Myrna must have tuckered herself out: the office-sized cyclone abruptly ceased. The building went silent again, the normal sort, not the pending disaster kind.

“J-Joe left that for me? . . .” Emma straightened, tears spilling from her eyes. “He meant for me to take it t-t-to Gordy and kill us. . . .”

Another stupid thing to do is to tell a female to not cry. I knew better. My girlfriend was not the kind to turn on the waterworks gladly or often, but she’d taught me how to deal with them. There were five thousand other matters I had to see to before dawn came, but I put an arm around Emma, offering her one end of the toilet tissue to unreel to soak up her tears.

She cut loose, loud and ugly, but I couldn’t fault her for it, not one damned bit. I wanted to kill Foxtrot for doing this to her.

Maybe I would.

Emma’s initial reaction eased, and she lurched up with determined strength, spun in place, and yanked up the toilet lid just in time.

I’d done my duty holding her while she cried, but Bobbi hadn’t said a word about what to do when a lady is being sick. I backed off, glad I didn’t need to breathe, and looked the other way. Some instinct told me to start the water in the sink, so I did that, then backed the rest of the way out of the little room.

Right into Gino Desanctis, Foxtrot Joe’s boss. He looked as surprised as I felt.

I glared at him, an intruder in my territory and indirectly responsible for Foxtrot. Hardly aware of the action, I slugged Desanctis square in the gut.

He folded and dropped, but he wasn’t alone. The two guys behind him surged forward to teach me manners, and I took them out just as quick.

There was a third man behind them, but he stayed in place, calmly regarding the rumpus.

“Greetin’s to ye, Jacky-lad,” he boomed cheerfully. That Irish accent . . .

He flipped open a lighter, the little flame overwhelmed by the gloom of the hall, but enough to show his face.

“Riordan?” I returned, unpleasantly surprised. He was supposed to be a private investigator but was happy enough to ignore the law when it suited his bank account. We’d had a few run-ins, none of them good. The first time we met, he’d broken my shoulder with a tire iron. He had been aiming for my skull. “What the hell are you doing here?”

He held the lighter with a steady hand. Me punching flat three of Gordy’s best didn’t deserve so much as an eye twitch. He’d seen me cut loose on bigger and tougher guys and not break a sweat. “Those fine lads strewin’ the floor are looking for Emma Dorsey.”

Riordan had an egg-shaped balding head under a rakish hat, plenty of teeth, and brown eyes topped by arching brows.
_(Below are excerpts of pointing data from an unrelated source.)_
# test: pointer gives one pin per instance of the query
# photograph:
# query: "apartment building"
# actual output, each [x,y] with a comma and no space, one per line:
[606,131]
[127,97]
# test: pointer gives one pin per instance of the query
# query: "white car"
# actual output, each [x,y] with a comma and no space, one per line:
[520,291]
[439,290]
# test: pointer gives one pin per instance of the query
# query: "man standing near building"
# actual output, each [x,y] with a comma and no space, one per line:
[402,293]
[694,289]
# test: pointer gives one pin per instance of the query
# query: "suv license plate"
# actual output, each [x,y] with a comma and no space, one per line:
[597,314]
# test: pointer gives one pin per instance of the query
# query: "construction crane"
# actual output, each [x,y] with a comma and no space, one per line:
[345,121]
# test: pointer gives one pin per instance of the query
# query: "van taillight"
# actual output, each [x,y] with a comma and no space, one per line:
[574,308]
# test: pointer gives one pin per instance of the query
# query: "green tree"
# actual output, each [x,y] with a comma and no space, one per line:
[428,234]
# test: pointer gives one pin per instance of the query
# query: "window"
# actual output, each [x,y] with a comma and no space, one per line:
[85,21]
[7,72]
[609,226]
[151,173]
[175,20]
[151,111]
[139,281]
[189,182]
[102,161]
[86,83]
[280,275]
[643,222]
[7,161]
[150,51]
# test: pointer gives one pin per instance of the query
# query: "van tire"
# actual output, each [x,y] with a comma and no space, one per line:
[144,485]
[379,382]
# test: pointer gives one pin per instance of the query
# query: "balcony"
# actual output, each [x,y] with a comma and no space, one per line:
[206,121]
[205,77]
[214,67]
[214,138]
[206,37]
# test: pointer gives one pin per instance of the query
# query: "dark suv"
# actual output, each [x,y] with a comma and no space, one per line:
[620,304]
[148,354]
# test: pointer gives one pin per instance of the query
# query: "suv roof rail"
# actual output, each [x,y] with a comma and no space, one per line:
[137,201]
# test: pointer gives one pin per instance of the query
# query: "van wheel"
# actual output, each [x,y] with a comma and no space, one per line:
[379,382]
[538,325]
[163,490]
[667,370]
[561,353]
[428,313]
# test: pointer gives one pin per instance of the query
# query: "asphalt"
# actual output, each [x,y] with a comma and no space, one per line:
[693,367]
They gave him an ingrained expression of perpetual naïveté that he wholeheartedly exploited when he thought he could get away with it. In truth, he was as clever-brained as they come, but certifiably insane. If some head doctor locked the Irish bastard in a booby hatch, I’d have been glad to lose the key.

“You’re looking for Foxtrot, you mean,” I said.
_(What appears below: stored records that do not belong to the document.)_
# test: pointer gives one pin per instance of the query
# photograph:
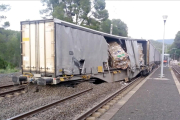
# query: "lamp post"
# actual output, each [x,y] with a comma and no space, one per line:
[173,49]
[162,60]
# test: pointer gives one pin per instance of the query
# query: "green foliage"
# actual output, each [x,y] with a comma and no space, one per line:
[6,24]
[119,27]
[158,45]
[82,12]
[4,8]
[174,50]
[9,48]
[88,13]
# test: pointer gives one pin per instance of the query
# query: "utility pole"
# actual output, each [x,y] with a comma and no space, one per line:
[111,29]
[162,59]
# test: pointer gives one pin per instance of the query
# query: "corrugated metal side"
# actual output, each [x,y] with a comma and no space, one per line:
[136,53]
[157,56]
[151,54]
[130,52]
[38,47]
[79,52]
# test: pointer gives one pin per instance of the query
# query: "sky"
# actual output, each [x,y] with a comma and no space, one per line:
[143,18]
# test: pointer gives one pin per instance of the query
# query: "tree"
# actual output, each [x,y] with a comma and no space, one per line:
[6,24]
[119,27]
[177,40]
[4,8]
[82,12]
[176,44]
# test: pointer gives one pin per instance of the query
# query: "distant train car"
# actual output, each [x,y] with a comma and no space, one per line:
[55,51]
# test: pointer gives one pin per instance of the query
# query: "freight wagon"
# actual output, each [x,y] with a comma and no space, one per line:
[54,51]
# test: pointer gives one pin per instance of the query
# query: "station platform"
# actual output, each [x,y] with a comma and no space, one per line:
[155,99]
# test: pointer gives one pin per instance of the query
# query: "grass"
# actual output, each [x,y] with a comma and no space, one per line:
[5,71]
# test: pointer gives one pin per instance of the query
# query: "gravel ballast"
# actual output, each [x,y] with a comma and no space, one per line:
[69,109]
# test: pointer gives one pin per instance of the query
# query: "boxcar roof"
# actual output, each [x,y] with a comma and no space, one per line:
[80,28]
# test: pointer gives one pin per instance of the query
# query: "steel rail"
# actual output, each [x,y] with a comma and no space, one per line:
[34,111]
[11,91]
[5,86]
[101,104]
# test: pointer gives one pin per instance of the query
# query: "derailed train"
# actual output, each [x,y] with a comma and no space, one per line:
[55,51]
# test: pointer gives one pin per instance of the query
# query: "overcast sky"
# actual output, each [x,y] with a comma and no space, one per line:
[143,18]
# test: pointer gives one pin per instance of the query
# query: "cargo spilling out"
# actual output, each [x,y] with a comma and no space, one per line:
[55,51]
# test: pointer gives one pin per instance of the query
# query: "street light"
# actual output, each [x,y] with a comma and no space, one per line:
[173,49]
[164,18]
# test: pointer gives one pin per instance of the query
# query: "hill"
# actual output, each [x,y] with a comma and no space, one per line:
[167,41]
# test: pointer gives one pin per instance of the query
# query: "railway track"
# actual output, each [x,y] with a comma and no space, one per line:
[176,69]
[11,91]
[37,110]
[6,86]
[109,101]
“They are for certain. The lads an’ me were havin’ such a nice game of billiards when Gino came by wantin’ ’em to earn their keep. Seein’ that one owes me three dollars and the other owes me four, I’m keepin’ an eye on ’em till we finish our game. Have ye seen our Foxtrot?”

“No.”

“What about the lovely lady we followed here?” He pulled out a cigarette.
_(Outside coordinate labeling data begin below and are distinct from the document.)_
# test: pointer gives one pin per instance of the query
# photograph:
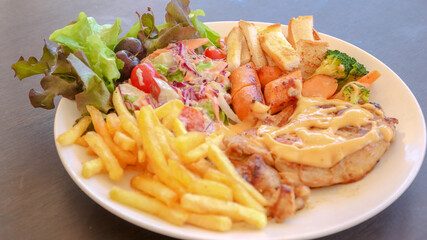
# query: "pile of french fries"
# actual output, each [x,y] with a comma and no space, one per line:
[184,177]
[264,46]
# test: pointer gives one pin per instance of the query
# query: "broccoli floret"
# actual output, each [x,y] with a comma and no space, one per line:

“She’s not feeling well. Foxtrot tried to scrag her with a grenade rigged in a box. It was meant for her and Northside Gordy.”

Riordan let the lighter burn a fraction longer than needed to fire up his smoke. “So that was the mighty flash and bang we saw from the street. A grenade, y’say? Sure?”

I glanced at the floor where Emma had landed. The twine bow and the ring with its attached pin lay almost at his feet. I pointed at it and at the now quiet office. “What do you think?”